Design is not just what it looks like and feels like. Design is how it works.

Steve Jobs

4.1 Framework overview

Inspired by the bag-of-word model, images are modeled as a set of visual words (concepts) described and supported by different visual features and rep-resentations.. As we explained previously, our goal is to automatically deduce, from a given image, a graph that represents the image content. Such a graph will contain concepts directly associated with the elements present in the image, as well as spatial relations which express how concepts are related in the image.

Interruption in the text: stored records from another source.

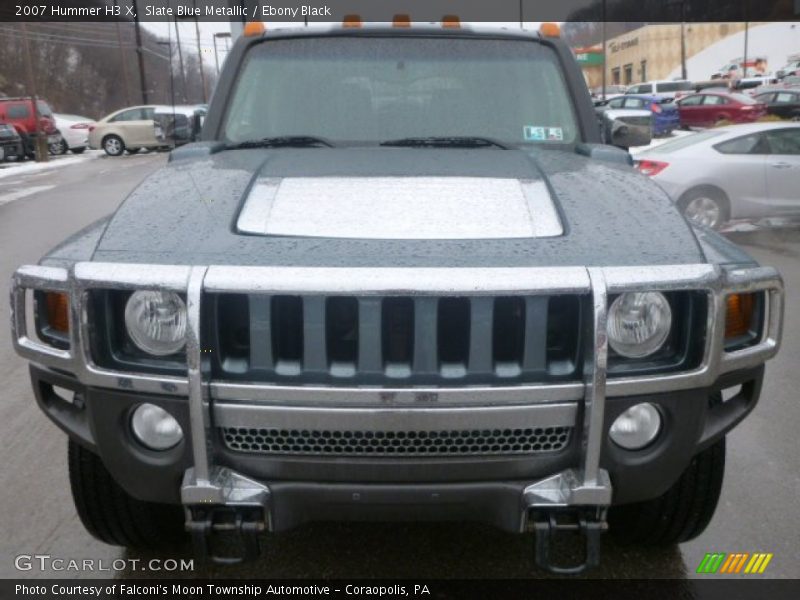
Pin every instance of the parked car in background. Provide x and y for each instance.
(19, 112)
(750, 85)
(127, 130)
(792, 68)
(10, 143)
(664, 114)
(177, 125)
(74, 132)
(734, 172)
(710, 108)
(669, 90)
(782, 103)
(611, 91)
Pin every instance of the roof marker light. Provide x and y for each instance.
(351, 21)
(550, 29)
(254, 28)
(451, 22)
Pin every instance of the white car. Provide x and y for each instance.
(747, 171)
(127, 130)
(667, 90)
(74, 132)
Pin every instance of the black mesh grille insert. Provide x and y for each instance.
(478, 442)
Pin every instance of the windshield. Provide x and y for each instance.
(374, 89)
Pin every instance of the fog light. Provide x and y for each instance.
(155, 428)
(636, 427)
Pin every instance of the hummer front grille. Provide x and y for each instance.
(393, 340)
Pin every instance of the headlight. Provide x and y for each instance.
(156, 321)
(638, 323)
(155, 428)
(637, 427)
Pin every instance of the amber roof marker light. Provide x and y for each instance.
(451, 22)
(550, 29)
(351, 21)
(254, 28)
(401, 20)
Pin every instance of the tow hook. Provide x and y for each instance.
(212, 526)
(588, 523)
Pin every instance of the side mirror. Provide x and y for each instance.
(627, 128)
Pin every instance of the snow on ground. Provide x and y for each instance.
(8, 197)
(9, 169)
(775, 41)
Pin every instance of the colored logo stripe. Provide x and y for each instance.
(711, 562)
(758, 564)
(721, 562)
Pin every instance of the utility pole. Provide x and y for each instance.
(226, 37)
(139, 53)
(200, 53)
(122, 61)
(180, 60)
(42, 154)
(744, 60)
(683, 40)
(604, 52)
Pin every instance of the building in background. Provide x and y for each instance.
(653, 52)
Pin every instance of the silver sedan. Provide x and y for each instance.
(738, 172)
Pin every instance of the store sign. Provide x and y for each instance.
(618, 46)
(589, 59)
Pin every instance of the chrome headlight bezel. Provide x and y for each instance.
(654, 314)
(149, 315)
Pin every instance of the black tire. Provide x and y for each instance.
(113, 516)
(705, 195)
(113, 145)
(59, 148)
(683, 512)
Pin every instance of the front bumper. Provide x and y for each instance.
(283, 491)
(497, 490)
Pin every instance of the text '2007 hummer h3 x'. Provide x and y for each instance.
(399, 278)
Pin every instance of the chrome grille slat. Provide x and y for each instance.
(463, 442)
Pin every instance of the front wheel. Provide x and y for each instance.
(705, 206)
(112, 515)
(683, 512)
(58, 148)
(113, 145)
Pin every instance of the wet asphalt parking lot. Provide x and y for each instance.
(757, 510)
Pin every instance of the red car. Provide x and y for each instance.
(19, 113)
(709, 108)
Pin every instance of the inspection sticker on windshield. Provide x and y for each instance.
(542, 134)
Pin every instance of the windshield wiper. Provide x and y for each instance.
(445, 142)
(284, 141)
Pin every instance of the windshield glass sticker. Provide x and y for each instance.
(533, 133)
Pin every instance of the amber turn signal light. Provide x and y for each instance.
(57, 311)
(740, 309)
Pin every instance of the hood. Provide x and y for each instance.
(421, 208)
(365, 207)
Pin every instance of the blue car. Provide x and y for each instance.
(665, 114)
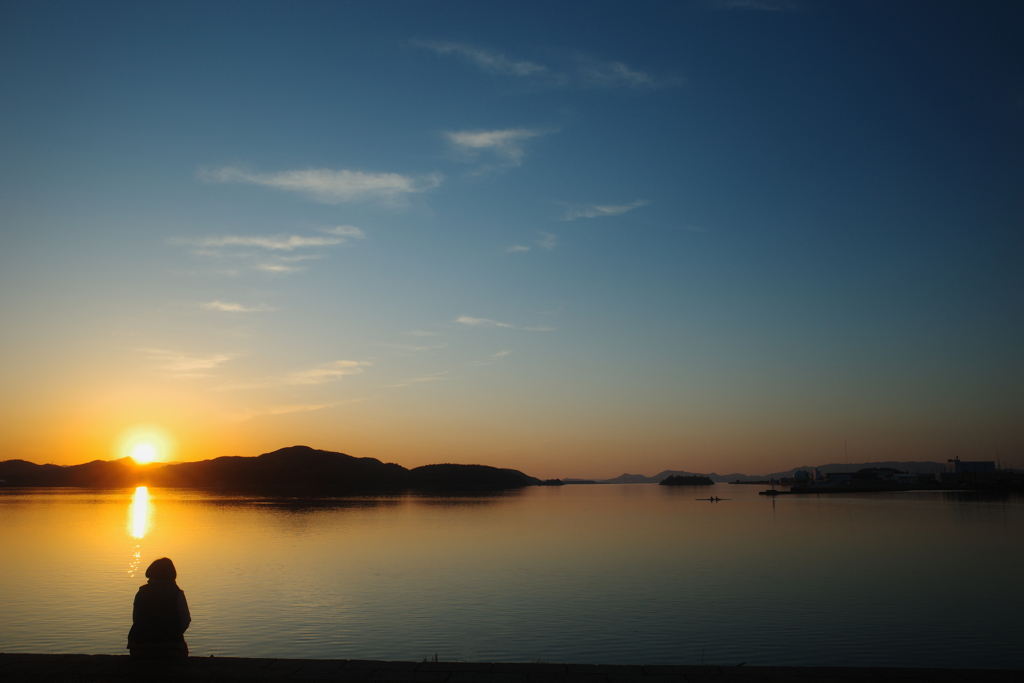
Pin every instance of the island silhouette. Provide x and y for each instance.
(294, 469)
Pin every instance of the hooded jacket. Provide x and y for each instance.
(160, 613)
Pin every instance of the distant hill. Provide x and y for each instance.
(679, 480)
(298, 468)
(907, 466)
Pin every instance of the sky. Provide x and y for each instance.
(574, 239)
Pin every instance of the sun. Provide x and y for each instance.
(143, 454)
(145, 443)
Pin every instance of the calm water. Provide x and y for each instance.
(600, 573)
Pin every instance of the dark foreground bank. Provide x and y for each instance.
(115, 669)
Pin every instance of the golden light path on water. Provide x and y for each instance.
(138, 523)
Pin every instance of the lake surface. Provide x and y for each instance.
(585, 573)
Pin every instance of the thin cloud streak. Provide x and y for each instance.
(330, 372)
(230, 307)
(581, 70)
(617, 75)
(598, 210)
(487, 323)
(271, 242)
(435, 377)
(331, 186)
(184, 366)
(547, 241)
(345, 231)
(505, 144)
(489, 61)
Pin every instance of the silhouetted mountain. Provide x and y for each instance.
(468, 477)
(298, 469)
(909, 466)
(680, 480)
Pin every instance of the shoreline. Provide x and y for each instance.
(16, 668)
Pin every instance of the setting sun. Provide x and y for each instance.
(143, 453)
(145, 443)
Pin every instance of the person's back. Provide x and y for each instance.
(160, 615)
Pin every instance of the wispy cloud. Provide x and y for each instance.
(547, 240)
(270, 253)
(577, 69)
(491, 359)
(331, 186)
(345, 231)
(487, 323)
(230, 307)
(597, 210)
(599, 74)
(412, 348)
(270, 242)
(183, 365)
(296, 408)
(434, 377)
(505, 144)
(330, 372)
(495, 62)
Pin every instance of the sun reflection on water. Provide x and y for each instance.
(139, 512)
(138, 524)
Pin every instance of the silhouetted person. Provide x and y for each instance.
(160, 615)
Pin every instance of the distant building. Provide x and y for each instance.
(972, 467)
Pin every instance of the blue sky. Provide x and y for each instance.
(576, 240)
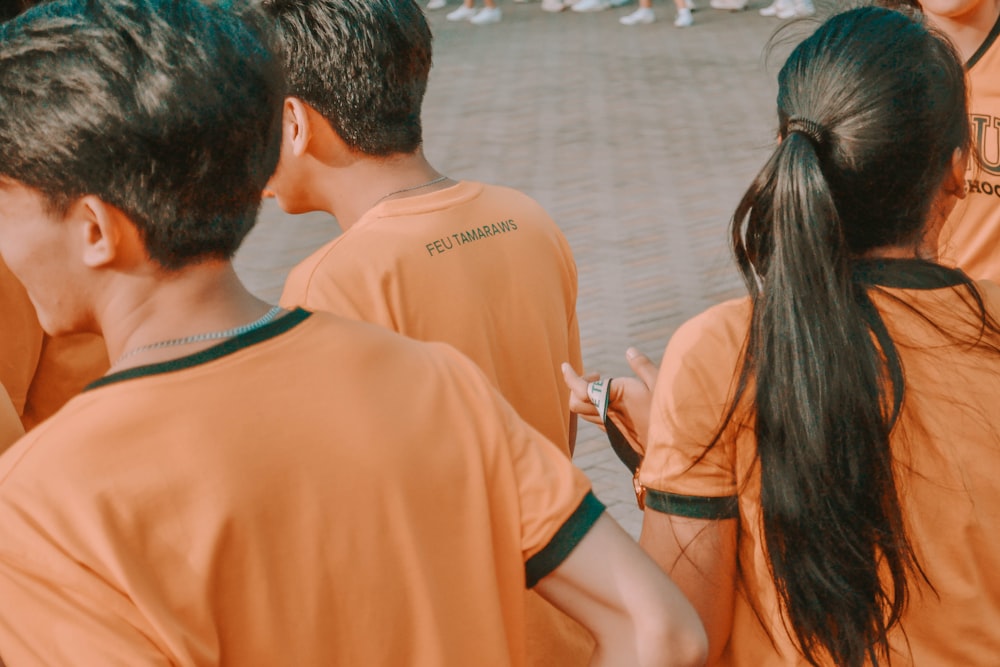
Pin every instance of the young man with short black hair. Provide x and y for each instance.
(232, 492)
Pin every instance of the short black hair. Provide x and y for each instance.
(11, 8)
(362, 64)
(167, 109)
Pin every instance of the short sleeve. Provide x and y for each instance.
(54, 616)
(557, 506)
(680, 472)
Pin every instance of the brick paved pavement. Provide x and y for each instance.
(639, 142)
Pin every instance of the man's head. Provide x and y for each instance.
(167, 110)
(362, 64)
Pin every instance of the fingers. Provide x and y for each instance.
(645, 369)
(579, 400)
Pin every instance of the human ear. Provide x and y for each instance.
(100, 230)
(296, 127)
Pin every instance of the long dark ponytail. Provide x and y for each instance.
(871, 110)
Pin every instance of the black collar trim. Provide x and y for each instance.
(225, 348)
(907, 274)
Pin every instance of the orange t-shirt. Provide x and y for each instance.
(41, 373)
(971, 236)
(316, 492)
(947, 443)
(485, 269)
(10, 424)
(480, 267)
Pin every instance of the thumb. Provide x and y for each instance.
(645, 369)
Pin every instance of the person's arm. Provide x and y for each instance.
(10, 423)
(636, 614)
(628, 402)
(700, 557)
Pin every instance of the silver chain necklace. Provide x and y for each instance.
(429, 183)
(198, 338)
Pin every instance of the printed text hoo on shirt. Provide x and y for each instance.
(447, 243)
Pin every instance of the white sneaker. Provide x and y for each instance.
(486, 16)
(796, 9)
(591, 6)
(775, 7)
(463, 13)
(643, 15)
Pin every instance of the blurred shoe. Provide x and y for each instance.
(643, 15)
(591, 6)
(463, 13)
(775, 7)
(486, 16)
(797, 9)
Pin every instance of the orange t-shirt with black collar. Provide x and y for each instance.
(316, 492)
(947, 443)
(485, 269)
(970, 238)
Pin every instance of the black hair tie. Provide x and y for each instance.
(810, 128)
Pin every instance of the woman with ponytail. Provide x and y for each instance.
(822, 467)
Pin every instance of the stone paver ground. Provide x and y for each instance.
(638, 140)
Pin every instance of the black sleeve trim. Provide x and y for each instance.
(564, 541)
(692, 507)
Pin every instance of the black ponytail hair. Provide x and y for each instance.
(872, 108)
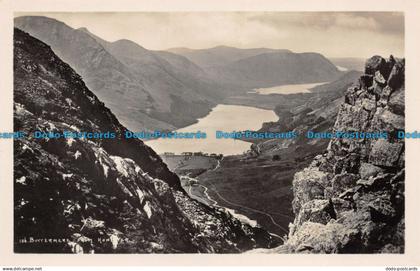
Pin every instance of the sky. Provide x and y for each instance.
(334, 34)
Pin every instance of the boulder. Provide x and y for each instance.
(384, 153)
(397, 102)
(377, 63)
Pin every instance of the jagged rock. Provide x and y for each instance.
(365, 81)
(368, 170)
(385, 120)
(308, 184)
(101, 195)
(318, 211)
(377, 63)
(330, 238)
(379, 78)
(342, 182)
(374, 183)
(384, 96)
(364, 178)
(396, 77)
(396, 102)
(384, 153)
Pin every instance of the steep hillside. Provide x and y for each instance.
(87, 195)
(351, 199)
(143, 89)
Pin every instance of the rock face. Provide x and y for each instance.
(351, 199)
(146, 90)
(98, 195)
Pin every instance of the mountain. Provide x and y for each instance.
(349, 63)
(316, 111)
(260, 67)
(220, 55)
(259, 183)
(145, 89)
(278, 68)
(351, 199)
(100, 194)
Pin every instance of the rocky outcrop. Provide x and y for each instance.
(351, 199)
(88, 195)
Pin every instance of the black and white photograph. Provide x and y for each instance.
(209, 132)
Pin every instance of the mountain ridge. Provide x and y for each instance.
(99, 195)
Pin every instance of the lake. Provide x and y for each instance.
(227, 118)
(287, 89)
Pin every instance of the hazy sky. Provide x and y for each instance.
(350, 34)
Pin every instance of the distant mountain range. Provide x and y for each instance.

The reason that we have choosen graph as the image representation is due to its capacity of embedding complex symbolic relations and attributes of concepts (such as numerical value or probability estimation). Alternatively, with this presentation we can apply an extension of language modeling, which is a generative probabilistic model, for the graph retrieval process.

To do so, we present in this section the system architecture that consists of three main stages (see Figure4.1).

1. Image processing aims at extracting image regions (i.e., segmentation, grid partition or saliency point detection) from the image. It also consists of computing the numerical feature vectors (e.g., color, edge histogram, and local feature information) associated with regions or saliency points.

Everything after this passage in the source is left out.